Desorden en proyectos del AyA compromete servicio de agua
El desorden en la estimación de plazos y costos de proyectos del Instituto Costarricense de Acueductos y Alcantarillados (AyA) en la Gran Área Metropolitana (GAM) compromete el servicio de agua en esta región del país.
La Defensoría de los Habitantes llegó a esa conclusión luego de revisar 103 inversiones en infraestructura ejecutadas por el AyA. El análisis incluyó la verificación de correspondencia de fechas de inicio y fin de proyectos entre matrices del Instituto junto con sistemas de la Contraloría General de la República (CGR).
La investigación encontró diferencias de años en un mismo proyecto.
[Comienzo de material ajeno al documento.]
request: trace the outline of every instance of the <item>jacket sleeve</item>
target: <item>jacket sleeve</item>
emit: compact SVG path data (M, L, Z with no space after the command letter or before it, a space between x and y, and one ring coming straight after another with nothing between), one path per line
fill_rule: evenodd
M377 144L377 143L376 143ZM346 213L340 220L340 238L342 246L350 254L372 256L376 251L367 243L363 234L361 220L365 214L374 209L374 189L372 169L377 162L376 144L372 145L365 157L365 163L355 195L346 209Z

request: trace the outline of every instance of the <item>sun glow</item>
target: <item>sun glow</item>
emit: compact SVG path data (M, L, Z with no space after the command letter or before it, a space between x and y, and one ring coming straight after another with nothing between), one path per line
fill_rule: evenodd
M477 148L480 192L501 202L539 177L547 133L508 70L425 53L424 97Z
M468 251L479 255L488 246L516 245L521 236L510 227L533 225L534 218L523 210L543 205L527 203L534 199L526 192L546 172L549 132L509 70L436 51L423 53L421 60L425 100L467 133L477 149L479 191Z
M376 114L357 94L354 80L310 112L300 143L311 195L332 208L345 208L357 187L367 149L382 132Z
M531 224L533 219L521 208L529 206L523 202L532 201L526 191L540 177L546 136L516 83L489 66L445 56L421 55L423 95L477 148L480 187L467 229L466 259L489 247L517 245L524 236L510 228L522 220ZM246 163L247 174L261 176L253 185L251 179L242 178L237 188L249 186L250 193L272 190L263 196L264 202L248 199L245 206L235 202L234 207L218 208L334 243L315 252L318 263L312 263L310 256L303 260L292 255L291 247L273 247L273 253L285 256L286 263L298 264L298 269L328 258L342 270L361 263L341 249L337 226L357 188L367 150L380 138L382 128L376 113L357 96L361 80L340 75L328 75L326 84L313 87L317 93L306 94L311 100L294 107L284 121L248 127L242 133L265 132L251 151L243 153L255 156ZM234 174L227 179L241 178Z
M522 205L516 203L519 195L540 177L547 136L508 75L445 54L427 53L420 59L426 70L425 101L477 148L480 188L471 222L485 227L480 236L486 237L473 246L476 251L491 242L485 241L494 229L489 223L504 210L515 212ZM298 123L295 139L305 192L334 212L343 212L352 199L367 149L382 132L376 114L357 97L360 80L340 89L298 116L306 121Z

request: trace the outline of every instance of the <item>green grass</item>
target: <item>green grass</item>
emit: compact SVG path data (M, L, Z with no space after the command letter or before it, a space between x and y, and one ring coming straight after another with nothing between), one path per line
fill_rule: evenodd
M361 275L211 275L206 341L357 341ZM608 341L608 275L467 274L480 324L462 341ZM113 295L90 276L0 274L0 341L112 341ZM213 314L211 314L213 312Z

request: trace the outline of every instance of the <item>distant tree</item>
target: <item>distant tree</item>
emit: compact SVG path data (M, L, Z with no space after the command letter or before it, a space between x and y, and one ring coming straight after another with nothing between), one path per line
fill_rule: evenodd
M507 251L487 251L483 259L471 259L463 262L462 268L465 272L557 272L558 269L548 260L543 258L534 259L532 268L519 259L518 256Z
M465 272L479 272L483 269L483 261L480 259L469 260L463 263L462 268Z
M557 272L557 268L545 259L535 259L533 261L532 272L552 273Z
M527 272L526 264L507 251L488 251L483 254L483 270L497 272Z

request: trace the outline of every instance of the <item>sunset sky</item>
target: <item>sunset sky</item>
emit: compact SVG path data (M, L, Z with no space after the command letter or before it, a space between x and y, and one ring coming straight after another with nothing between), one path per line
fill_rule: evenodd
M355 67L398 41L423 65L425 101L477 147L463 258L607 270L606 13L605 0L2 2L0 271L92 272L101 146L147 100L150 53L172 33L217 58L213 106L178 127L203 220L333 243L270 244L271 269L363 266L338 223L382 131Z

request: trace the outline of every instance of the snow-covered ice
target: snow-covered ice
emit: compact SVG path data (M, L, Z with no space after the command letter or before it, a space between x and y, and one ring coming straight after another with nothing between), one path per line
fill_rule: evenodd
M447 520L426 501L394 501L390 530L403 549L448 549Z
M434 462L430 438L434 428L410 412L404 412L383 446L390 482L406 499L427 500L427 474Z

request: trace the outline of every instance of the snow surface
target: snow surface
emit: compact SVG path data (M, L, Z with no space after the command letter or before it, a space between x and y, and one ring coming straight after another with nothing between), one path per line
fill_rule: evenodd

Por ejemplo, solo el 5% de obras muestra una fecha de finalización que corresponde con la ejecución. Otros 64 proyectos registraron fechas distintas de finalización en los documentos analizados. Algunos otros ni siquiera aparecen con un día de cierre.
Entre los documentos también hay incongruencias en el arranque de las obras. Por ejemplo, 43 inversiones tienen fechas de inicio diferentes y solo 26 son coincidentes.
En los casos más graves las inconsistencias llegan a sumar años. Un caso es el proyecto de agua potable en Higuito de Desamparados, donde la diferencia de la fecha de finalización es ocho años y 10 meses.
Los problemas también se observan en la comparación de costos. Los valores reportados para un mismo proyecto varían de forma abrupta sin una justificación técnica, según el estudio.
De los 103 proyectos, solo 65 registran algún monto en el listado de inversiones 2014-2023 del AyA. De ellos, apenas 8 mantienen el mismo monto al compararlos con otros documentos. Algunos proyectos incluso carecen de cifras estimadas.
Las diferencias se cuentan por millones de colones. Un ejemplo es la ampliación de la producción de agua potable en el acueducto de Puriscal, en el portafolio 2019-2025 se estimó en ₡5,2 millones, pero años después aparece con cifras de ₡26 millones y hasta ₡37 millones.
Señala falla estructural
El informe indica que las inconsistencias detectadas apuntan a una falla estructural en el ciclo de vida de los proyectos del AyA que compromete la prestación del servicio.
Para la Defensoría, estas inconsistencias sugieren varios problemas como ausencia de trazabilidad financiera, riesgo
de sobrecostos y debilidades de control interno.
Otro problema es que, sin registros consistentes, la Autoridad Reguladora de los Servicios Públicos (Aresep) tiene limitaciones para validar las inversiones y evitar trasladar a los usuarios costos no comprobados.
En respuesta a la Defensoría, el AyA admitió que algunos "casos aislados" han experimentado demoras.
El informe reconoce que, en ocasiones, las diferencias de fechas pueden deberse a actualizaciones válidas de los proyectos. Sin embargo, la Defensoría refutó el argumento del AyA, pues consideró que el análisis evidencia que las inconsistencias se comportan como una regla de gestión más que una circunstancia excepcional.
El Instituto justificó que los atrasos corresponden a factores como la adquisición de terrenos, dificultades en las
licitaciones públicas o capacidad limitada de maquinaria disponible.
CR Hoy consultó al Instituto por las razones de estas inconsistencias, pero se está a la espera de respuesta.